A Simple Plan For Investigating Cars
Two Types of Extended Car Warranties
An extended warranty is basically car insurance that protects you against expensive unanticipated repairs within a specified period and mileage range. While true warranties are included in the price of the vehicle, extended auto warranties are sold separately.
Original equipment manufacturer (OEM) and aftermarket are the two mind types of extended warranties available today. Toyota and Chevrolet are two examples of OEMs. Warranty or insurance providers having no direct connections with a car brand are considered third parties. One example of a third-party service warranty provider that is fast growing in popularity is Cars Protection Plus.
There are two kinds of warranties provided by OEMs, namely, powertrain and bumper to bumper. A powertrain warranty covers your engine and transmission against workmanship-related problems, while a bumper to bumper warranty takes care of most other issues, including those involving electronic systems in the car (power seats, onboard computers, etc.).

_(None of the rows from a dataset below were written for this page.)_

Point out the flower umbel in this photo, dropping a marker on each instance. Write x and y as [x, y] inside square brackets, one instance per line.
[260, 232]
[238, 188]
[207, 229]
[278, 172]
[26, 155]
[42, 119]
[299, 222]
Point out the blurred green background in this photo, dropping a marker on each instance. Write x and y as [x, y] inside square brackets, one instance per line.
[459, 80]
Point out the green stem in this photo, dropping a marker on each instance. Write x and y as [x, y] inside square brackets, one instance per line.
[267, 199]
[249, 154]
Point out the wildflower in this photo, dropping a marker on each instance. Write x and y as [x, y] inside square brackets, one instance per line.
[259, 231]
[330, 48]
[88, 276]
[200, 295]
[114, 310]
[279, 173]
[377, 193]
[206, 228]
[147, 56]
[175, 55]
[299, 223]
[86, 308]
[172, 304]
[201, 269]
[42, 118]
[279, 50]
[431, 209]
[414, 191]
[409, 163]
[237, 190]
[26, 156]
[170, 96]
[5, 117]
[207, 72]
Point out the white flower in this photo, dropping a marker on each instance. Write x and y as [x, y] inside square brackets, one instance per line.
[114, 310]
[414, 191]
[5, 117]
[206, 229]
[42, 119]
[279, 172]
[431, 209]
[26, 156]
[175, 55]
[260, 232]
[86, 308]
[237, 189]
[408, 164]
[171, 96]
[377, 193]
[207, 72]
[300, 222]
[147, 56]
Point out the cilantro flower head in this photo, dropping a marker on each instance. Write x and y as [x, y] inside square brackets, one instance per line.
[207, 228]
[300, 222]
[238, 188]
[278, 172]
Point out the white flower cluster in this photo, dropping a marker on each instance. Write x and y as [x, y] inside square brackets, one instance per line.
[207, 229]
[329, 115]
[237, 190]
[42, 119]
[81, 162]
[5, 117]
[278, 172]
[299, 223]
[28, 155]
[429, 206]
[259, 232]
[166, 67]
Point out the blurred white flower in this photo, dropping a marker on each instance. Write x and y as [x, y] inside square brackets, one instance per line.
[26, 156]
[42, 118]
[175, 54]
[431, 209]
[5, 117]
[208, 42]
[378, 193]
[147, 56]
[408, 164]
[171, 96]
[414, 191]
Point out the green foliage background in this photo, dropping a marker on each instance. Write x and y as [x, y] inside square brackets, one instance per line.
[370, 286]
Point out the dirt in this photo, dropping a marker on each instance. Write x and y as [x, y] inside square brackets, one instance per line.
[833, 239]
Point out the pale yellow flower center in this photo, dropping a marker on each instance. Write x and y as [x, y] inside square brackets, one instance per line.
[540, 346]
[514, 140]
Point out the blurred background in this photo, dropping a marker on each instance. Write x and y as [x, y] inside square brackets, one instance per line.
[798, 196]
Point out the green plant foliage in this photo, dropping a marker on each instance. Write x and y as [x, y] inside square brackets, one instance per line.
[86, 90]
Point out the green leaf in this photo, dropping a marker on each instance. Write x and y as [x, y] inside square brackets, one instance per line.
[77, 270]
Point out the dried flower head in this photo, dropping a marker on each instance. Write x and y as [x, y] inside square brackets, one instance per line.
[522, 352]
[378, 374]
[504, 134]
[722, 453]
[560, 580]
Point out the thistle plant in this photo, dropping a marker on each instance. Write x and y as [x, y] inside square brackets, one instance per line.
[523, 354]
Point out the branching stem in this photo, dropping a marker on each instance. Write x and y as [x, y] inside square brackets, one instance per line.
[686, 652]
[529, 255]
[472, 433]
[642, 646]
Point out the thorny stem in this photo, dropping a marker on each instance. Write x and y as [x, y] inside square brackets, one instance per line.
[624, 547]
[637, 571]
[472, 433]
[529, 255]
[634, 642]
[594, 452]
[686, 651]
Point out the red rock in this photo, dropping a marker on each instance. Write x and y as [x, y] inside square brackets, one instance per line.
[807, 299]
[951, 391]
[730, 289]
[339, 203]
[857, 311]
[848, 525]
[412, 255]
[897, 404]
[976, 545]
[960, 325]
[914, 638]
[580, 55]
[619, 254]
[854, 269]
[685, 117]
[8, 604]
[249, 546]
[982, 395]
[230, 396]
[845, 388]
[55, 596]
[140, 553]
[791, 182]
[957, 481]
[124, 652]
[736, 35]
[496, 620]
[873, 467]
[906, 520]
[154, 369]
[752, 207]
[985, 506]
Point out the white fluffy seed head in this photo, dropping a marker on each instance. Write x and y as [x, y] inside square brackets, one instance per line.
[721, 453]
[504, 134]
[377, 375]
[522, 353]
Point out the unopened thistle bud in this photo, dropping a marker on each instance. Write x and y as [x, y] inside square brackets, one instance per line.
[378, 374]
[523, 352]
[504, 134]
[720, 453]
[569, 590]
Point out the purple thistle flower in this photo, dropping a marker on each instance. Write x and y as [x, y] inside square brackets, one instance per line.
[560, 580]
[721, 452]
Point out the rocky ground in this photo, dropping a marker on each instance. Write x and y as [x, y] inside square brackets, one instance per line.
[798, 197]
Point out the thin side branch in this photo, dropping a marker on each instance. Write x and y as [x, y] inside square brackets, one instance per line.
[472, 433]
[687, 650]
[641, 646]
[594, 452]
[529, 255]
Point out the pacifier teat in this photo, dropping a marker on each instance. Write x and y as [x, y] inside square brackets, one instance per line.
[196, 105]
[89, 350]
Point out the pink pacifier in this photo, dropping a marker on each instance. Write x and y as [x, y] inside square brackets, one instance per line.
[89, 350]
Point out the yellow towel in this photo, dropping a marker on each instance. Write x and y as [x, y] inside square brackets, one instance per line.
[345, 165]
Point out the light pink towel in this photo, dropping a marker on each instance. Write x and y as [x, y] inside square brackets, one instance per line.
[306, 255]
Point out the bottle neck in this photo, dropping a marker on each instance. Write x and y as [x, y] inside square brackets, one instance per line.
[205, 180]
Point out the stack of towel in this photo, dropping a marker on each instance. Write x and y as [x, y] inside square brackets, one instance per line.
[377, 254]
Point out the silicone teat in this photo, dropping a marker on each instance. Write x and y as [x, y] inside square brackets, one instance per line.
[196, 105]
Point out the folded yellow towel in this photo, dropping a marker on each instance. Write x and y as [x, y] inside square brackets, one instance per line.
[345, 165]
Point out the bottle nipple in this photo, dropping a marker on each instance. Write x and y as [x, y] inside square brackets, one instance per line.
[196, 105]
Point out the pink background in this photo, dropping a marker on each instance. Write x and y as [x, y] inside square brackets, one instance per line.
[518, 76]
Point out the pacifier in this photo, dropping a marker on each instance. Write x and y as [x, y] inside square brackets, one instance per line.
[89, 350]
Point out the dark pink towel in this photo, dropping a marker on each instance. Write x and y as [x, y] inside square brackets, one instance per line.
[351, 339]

An extended OEM warranty often offers benefits that come with a new vehicle purchase, with added services such as roadside assistance. Research what such other services will be for various providers in your location. For example, in Murrysville, Pennsylvania, Cars Protection Plus is one of the best choices you have.
Cars Protection Plus
As you choose the best warranty for you, you may have to select between a package that comes with or without a deductible. Like most other types of insurance, a higher deductible lowers the total cost of the policy. The great thing is OEM warranty deductibles are usually under $200.
A lot of third-party or aftermarket warranties, including those provided by Cars Protection Plus, provide similar coverage as those offered by OEMs. But of course, these two are still independent products, and third-party warranties can still vary, depending on the specific company. They can also differ in terms of deductibles and general policies.
Another difference between OEM and third-party warranties concerns the administration of coverage. For example, with a third-party warranty, you may have to pay out-of-pocket for a repair and then file for reimbursement later on. The process may take some time, but if you choose a good provider like Cars Protection Plus, this will hardly be an issue. In any case, always know the payment expectations up front.
What you may find most advantageous with third-party warranties compared to OEM warranties is that they are incredibly cheaper. Sometimes, a third-party warranty may even be your only option. So if you purchase a used Ford at a Hyundai dealership, for instance, you sure won’t be given a Ford OEM warranty.
If you’re planning to buy an extended warranty, make sure you read the fine print. Most importantly, buy from a reputable provider, such as Cars Protection Plus.